Room ① presents the latest series of paintings by Yves Zurstrassen, a marriage of rigorous constructions and a remarkable radiance of the colour yellow.
Room ② is dominated by red, with the musical interplay of points and counterpoints serving first and foremost as an experience of deconstructing structure with rhythm.
Room ③ is a choreographic, visual arts dialogue with dance and an evocation of beloved canvasses: La Danse by Matisse, Broadway Boogie Woogie by Mondrian and Public Love by Jonathan Lasker.
In Room ④, we are confronted with the intensity of powerful, tense spaces, solely determined by the interplay of black and white.
Room ⑤ reconnects with colours, but free shades, through figures in harmony with geometry, thereby revealing the impulsion, projection and joyous effusion of forms.
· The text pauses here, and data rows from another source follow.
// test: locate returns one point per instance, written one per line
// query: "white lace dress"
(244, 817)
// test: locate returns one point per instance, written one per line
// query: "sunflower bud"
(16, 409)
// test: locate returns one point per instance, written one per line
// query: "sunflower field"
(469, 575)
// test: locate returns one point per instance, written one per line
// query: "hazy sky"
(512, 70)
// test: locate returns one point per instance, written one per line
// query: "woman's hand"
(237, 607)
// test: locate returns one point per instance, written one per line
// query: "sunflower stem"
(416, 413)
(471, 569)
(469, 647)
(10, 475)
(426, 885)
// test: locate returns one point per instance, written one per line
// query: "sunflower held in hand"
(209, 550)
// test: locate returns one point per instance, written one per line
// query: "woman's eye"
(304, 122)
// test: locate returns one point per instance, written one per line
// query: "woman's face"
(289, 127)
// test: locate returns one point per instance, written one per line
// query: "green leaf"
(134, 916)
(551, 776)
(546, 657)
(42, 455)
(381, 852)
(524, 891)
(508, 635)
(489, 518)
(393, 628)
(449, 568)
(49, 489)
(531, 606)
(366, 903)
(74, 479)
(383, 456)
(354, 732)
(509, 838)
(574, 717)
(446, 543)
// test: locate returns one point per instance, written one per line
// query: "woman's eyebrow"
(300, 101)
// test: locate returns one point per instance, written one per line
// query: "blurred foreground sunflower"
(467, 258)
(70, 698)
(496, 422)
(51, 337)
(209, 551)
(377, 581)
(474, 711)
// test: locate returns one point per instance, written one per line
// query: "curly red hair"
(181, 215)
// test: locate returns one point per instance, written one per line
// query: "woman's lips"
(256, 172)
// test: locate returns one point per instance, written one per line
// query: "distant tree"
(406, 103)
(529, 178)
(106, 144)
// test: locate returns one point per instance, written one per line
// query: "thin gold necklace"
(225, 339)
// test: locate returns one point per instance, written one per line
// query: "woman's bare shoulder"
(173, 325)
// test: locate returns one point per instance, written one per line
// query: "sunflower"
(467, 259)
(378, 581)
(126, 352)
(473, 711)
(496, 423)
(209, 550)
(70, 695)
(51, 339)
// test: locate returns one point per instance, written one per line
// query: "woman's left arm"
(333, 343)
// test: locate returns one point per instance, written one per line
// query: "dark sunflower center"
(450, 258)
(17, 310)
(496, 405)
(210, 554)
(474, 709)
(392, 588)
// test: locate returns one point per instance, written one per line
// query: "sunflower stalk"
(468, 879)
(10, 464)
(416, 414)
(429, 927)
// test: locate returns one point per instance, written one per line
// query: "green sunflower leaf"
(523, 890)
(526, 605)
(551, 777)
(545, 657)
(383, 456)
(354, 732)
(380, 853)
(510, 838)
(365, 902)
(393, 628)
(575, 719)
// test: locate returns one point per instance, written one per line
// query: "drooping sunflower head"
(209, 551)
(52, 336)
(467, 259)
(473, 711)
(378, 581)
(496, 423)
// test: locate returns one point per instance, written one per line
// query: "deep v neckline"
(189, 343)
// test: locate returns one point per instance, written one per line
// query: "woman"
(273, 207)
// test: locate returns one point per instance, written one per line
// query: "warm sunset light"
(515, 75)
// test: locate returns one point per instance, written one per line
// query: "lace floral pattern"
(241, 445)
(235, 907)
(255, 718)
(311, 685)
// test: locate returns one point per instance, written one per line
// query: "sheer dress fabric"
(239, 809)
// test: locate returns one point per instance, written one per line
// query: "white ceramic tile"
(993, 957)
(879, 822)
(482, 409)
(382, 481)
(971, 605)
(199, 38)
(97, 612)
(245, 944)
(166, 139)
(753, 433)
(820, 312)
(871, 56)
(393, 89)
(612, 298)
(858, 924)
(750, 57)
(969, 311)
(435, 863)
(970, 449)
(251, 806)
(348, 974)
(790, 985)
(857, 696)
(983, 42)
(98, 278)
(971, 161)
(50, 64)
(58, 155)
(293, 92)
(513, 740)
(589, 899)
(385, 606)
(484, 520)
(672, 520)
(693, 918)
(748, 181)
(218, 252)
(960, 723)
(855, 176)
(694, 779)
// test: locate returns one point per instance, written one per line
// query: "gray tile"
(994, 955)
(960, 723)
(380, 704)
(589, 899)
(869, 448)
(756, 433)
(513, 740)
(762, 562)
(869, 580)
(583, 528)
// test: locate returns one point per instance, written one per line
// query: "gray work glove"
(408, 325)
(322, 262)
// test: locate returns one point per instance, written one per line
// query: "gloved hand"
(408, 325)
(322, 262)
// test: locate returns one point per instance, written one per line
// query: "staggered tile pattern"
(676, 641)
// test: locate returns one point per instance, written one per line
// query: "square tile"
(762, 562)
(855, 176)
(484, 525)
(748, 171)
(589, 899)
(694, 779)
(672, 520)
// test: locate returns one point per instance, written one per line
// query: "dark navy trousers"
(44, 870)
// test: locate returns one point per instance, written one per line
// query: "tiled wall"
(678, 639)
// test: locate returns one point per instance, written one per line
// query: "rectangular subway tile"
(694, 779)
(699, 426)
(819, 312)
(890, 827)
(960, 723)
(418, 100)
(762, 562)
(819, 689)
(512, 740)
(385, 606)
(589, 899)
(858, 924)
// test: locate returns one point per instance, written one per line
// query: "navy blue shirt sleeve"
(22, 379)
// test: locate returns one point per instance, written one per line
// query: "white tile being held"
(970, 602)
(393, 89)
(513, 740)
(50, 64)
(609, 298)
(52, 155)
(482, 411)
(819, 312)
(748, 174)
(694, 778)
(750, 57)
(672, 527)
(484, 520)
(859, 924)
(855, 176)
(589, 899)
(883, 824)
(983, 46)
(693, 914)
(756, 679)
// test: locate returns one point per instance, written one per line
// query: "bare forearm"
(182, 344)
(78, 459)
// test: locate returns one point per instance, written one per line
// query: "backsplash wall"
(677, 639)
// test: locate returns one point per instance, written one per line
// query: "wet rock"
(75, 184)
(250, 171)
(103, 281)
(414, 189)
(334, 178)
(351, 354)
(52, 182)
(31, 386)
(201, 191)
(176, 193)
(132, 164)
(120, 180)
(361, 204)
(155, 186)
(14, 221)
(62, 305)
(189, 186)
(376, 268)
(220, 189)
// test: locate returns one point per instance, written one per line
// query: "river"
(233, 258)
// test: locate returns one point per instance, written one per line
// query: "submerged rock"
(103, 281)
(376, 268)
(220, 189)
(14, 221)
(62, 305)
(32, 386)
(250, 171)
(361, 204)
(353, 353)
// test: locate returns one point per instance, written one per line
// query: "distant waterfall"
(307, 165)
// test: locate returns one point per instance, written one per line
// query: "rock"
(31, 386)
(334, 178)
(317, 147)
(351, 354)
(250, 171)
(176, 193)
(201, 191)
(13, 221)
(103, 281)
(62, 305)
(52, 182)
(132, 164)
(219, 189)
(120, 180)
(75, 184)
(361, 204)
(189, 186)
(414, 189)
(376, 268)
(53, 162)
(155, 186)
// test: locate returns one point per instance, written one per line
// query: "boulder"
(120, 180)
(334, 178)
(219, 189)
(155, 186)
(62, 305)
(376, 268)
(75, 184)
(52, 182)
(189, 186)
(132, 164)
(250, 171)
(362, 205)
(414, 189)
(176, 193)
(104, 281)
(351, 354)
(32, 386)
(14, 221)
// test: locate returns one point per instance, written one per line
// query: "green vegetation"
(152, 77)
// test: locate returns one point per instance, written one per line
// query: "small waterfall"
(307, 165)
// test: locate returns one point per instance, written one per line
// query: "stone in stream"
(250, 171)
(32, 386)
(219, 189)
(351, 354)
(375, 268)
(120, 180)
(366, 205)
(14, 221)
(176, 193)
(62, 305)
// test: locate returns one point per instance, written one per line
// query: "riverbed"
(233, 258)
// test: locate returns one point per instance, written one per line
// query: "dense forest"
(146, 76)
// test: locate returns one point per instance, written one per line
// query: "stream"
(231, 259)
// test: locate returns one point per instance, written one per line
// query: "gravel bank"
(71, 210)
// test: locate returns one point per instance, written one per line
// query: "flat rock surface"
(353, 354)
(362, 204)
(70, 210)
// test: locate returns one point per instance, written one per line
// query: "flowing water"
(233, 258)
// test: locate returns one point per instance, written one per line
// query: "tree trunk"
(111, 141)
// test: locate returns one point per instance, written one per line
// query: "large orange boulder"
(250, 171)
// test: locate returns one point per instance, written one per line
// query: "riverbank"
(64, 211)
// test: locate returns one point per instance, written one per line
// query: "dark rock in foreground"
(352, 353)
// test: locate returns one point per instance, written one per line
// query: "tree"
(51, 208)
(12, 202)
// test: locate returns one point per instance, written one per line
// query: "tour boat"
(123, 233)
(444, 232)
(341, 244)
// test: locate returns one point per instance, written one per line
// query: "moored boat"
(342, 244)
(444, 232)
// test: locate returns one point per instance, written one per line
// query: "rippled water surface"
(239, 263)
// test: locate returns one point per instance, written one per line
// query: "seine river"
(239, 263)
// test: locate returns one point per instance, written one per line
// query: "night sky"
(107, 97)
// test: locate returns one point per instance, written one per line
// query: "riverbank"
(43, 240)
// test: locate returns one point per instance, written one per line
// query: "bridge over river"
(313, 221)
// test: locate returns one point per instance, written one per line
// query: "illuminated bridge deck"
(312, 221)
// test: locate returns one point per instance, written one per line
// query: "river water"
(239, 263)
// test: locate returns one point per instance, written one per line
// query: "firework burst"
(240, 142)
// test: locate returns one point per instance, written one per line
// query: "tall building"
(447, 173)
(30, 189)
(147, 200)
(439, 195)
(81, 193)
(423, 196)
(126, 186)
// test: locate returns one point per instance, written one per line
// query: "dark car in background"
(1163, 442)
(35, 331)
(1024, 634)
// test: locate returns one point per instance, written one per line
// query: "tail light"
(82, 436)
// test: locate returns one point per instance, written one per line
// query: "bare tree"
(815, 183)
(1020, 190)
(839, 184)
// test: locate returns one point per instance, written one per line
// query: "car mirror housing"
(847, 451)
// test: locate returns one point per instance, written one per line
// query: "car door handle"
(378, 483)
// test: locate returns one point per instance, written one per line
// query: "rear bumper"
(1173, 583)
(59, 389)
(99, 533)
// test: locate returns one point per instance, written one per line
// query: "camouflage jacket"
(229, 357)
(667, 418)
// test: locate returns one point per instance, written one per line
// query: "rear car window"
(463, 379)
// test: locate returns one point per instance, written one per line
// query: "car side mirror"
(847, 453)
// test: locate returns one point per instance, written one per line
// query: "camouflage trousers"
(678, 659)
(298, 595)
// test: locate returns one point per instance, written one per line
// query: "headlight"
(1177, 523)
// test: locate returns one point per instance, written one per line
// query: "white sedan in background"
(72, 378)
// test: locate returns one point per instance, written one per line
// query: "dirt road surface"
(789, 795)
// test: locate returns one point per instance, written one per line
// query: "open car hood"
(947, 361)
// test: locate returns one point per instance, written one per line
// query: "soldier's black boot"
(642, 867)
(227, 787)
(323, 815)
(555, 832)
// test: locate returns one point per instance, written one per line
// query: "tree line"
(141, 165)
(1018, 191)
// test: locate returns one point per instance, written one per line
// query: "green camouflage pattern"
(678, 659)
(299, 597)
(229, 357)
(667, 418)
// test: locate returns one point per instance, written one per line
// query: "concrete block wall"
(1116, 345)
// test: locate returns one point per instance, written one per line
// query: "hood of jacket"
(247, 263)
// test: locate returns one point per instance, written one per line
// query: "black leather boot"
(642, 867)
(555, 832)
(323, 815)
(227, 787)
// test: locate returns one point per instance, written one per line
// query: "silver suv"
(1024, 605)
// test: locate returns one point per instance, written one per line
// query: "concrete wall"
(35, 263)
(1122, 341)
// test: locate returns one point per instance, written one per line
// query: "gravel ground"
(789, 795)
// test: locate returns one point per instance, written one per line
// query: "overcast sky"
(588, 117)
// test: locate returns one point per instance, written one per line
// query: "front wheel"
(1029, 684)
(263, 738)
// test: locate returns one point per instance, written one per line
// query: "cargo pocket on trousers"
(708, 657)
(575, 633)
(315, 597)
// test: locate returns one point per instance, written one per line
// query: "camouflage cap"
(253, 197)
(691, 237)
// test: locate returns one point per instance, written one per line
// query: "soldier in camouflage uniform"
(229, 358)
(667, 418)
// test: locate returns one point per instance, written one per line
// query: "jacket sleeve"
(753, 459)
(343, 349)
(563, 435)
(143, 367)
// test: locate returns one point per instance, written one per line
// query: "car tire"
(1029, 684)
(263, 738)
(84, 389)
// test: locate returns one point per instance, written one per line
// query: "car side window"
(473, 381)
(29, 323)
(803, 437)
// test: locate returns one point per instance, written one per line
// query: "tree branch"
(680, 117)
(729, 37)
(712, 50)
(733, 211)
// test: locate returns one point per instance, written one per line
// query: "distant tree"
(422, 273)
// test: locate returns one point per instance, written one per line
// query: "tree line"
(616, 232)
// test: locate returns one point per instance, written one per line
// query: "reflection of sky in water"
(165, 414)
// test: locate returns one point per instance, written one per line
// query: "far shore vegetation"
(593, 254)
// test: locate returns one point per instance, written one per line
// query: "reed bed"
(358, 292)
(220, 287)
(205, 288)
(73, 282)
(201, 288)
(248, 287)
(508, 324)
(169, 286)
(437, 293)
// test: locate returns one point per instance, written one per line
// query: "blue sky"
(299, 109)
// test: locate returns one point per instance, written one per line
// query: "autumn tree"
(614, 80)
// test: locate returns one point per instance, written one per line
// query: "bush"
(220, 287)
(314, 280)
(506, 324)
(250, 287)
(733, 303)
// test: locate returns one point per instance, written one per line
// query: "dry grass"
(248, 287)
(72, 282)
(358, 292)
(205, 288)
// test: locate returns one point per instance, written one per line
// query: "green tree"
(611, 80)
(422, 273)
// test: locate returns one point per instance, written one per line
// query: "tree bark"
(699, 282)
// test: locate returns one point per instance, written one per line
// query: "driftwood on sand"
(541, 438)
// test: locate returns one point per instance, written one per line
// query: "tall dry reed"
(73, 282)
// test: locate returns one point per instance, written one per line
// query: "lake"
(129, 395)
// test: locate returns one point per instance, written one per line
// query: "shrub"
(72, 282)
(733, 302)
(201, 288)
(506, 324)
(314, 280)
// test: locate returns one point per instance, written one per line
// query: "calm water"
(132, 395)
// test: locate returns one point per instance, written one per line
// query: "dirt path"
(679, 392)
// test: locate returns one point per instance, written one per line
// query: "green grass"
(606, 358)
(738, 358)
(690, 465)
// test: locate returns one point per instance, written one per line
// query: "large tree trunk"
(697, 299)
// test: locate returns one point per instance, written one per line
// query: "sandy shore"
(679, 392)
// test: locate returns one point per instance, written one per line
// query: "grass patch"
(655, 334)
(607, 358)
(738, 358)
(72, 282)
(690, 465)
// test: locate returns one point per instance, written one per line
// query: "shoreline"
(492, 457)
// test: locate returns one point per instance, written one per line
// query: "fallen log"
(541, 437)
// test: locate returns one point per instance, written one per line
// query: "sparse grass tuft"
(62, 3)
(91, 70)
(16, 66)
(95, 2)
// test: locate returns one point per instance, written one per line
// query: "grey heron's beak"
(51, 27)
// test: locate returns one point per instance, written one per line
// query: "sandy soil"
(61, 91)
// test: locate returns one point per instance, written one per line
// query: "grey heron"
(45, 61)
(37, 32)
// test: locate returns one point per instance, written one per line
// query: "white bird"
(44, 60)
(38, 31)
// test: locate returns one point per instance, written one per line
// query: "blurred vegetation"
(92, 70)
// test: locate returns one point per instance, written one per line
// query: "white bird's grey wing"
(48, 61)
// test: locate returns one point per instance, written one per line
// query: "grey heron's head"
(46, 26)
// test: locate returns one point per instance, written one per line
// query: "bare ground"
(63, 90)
This room marks the beginning, the very genesis of this past decade of creation (2009-2019).
Visitors are therefore invited to re-explore the exhibition, this time in the opposite direction up until 2019, for a deeper comprehension and more profound experience of Yves Zurstrassens methodical adventure.
Born in Liège in 1956, the self-taught painter Yves Zurstrassen originally studied graphic art and learned his craft by frequenting artists studios and the retrospective exhibitions of master painters with whom he felt a certain affinity, notably Fernand Léger, Stuart Davis, Willem de Kooning and Mark Tobey.